Six hundred years have passed since our Father among the Saints Gregory Palamas, Archbishop of Thessaloniki, reposed in the Lord. In 1959, honoring this anniversary in a grand manner, beginning with November 14, the day of his repose, the Church of Thessaloniki dedicated a festive celebration of three days in that city.Among the participants were representatives of all the Orthodox Churches and leaders in the field of Orthodox Theology. The celebrations constituted a major event in the history of the whole Orthodox Church, and by extension of the Holy Mountain, for it was here that the Holy Father began his spiritual activities and arduous struggles for Orthodoxy, having as his co-workers a group of select, God-inspired monastics.

The Hesychastic Movement of the 14th century constituted a flowering of our theological and philosophical literature. And it is recognized both by our scholars and by others as the most important religious movement of the Middle Ages.

For us Orthodox, and particularly the Greeks, it has an altogether special significance, from the religious as well as from the national standpoint. The 'Hesychastic Disputes' of that century, as they have been called in Church history, were not merely a rupture of the Palamites and the Barlaamites, not simply a special dispute about the 'uncreated light' and 'noetic prayer'. At its core, it was a clash between East and West, between Orthodoxy and Roman Catholicism, and still deeper between Hellenism and Latinism. It was the culmination of three centuries of discord between two worlds. It was the opposition of the Orthodox soul to the arrogant aspirations of Papism that was later manifested at the Pseudo-Synod of Florence.

Throughout this dispute, Rome wanted to feel out the resistance of the East to its plans, and having the Latinizers as its allies, carried out an intense war against Palamas for a period of twenty years. Rome was finally defeated in definitive manner through the decisions of the Synod of Constantinople in 1341.
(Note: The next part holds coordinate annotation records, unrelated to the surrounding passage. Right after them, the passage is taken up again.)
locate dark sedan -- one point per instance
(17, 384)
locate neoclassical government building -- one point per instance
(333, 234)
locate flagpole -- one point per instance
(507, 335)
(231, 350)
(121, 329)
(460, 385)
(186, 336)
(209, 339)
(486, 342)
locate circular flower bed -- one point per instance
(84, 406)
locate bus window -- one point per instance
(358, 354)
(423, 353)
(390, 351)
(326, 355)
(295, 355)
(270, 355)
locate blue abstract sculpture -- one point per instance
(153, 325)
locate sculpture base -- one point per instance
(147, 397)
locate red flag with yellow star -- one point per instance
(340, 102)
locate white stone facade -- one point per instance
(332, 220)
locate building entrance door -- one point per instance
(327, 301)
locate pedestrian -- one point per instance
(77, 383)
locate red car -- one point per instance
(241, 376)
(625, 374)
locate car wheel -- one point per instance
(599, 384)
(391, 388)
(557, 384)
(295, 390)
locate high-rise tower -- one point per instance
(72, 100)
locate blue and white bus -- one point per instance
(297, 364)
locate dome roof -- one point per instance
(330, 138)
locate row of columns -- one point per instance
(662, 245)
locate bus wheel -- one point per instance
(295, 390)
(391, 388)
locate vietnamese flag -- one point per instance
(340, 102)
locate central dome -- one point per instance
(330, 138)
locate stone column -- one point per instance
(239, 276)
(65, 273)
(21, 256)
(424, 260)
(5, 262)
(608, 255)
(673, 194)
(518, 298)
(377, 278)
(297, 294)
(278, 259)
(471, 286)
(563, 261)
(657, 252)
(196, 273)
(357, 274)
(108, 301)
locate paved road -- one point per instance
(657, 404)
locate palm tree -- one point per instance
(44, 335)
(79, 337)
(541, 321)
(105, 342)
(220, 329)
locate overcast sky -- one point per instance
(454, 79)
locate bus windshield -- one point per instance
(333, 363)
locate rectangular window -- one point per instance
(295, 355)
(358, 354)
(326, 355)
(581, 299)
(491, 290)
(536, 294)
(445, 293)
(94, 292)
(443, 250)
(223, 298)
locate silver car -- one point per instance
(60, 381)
Orthodoxy owes much to this great teacher and authority on the dogmas. He is, after Saint Athanasios the Great, par excellence the authority of the dogmas, and similar to him in the sufferings which he endured, having been subjected to various persecutions by the Latins and by our Latinizers. But finally, through divine aid, he prevailed over them. He is the loudest herald of secret theology after Saint Gregory of Nyssa, and the most prolific writer among the later Fathers of our Church.

The great Metropolis of Thessaloniki is justly proud of her great Hierarch and Wonderworker Saint, and duly celebrates his memory.

The Holy Mountain, too, extols him and boasts of him in Christ, as an Hagiorite, as a remarkable apologist of monasticism, and as outstanding philosopher of mystical activity of the soul and purification according to Christ. And it deeply prays that the spirit of Saint Gregory Palamas will govern and direct the thoughts and orientation of today's leaders of the Church in the defense of the eternal truths of our Orthodoxy. In the course of the centuries, seldom are observed celebrations with such spirituality and very seldom has the Christian world duly concerned itself with 'Secret' Theology, the chief representative of which is considered to be Saint Gregory Palamas.

For our epoch especially - a time of spiritual aridity, of materialism - celebrations with a turning of the attention inward, such as that in Thessaloniki, consistute a spiritual oasis, refreshing weary mankind.

In our materialistic age, with the frantic endeavor to conquer the physical universe, and the turning of society towards technological civilization, mankind has lost its true orientation, has lost its ideals. It concerns itself with everything except the soul, having become 'mere flesh'. But "what is a man profited if he shall gain the whole world, and lose his own soul?" as the Holy Gosple says (Matthew 16:26). For this reason we rejoice when we hear of spiritual celebrations such as this one.